According to MSN, the portal is for businesses that want to claim their part of $166 billion in tariff refunds, with payments expected within 90 days. It says more than 3,000 companies—including FedEx, Costco, Skechers, Toyota and Nintendo of America—have sued for refunds.
“While some CEOs see the refunds as meaningful, they remain cautious amid ongoing trade policy shifts,” MSN adds. “High portal traffic caused some technical issues, but many applicants managed quick submissions.”
In Other News
Also in June, a leak of confidential data belonging to the Indian manufacturer Tata Electronics exposed strategic Apple and Tesla information on the dark web. Digitalshield says the compromised files included detailed supplier lists, names of essential components and photographs of the upcoming iPhone 18 Pro model.
“In total, at least six specific files have been identified that directly associate hundreds of pieces of the new [iPhone] with their respective subcontracted manufacturers,” Digitalshield reports. “The leak covers technical specifications of the integrated circuits of the motherboard, as well as elements of the battery and camera systems.”
Apple made headlines again in June when it bumped up the price of some of its most popular products. The company blamed the increase on higher chip prices as data centers and other super users consume much of the world’s memory chip supply.

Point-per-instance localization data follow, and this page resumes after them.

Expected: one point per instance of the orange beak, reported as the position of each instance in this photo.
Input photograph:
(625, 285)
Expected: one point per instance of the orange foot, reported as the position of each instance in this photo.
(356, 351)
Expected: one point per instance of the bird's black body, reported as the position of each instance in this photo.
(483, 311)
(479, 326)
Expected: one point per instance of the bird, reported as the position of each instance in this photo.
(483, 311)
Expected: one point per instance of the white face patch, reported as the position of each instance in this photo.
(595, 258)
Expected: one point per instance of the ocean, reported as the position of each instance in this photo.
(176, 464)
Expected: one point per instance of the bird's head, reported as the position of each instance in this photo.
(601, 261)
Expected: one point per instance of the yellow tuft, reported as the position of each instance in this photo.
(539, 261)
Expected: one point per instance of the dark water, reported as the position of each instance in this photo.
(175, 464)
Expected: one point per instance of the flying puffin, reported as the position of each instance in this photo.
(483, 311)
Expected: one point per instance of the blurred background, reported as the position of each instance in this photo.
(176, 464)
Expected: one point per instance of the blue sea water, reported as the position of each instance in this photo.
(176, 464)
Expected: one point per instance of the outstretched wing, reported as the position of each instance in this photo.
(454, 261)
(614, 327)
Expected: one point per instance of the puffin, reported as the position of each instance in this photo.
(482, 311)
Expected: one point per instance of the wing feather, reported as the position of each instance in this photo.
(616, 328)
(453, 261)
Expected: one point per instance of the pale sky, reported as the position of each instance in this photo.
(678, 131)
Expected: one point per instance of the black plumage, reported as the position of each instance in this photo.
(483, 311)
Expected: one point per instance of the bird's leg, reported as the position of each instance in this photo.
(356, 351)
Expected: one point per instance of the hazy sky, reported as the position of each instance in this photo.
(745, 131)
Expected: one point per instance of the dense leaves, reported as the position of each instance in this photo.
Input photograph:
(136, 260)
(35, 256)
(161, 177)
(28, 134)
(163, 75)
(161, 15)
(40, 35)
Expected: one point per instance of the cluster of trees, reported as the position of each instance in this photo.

Welcome to “RAM-ageddon,” Fortune warns, “the theatrically named phenomenon caused by a severe shortage of computer memory chips.” It says Apple is the latest of a string of PC and gadget makers who have hiked prices in recent months to make up for the rising cost of RAM and NAND memory.
“The reason for the price hikes is no secret to anyone who’s been paying attention,” Fortune adds. “It’s all about AI, specifically the unprecedented industry-wide build out of the data centers that power AI services like OpenAI’s ChatGPT, Anthropic’s Claude, and Google’s Gemini.”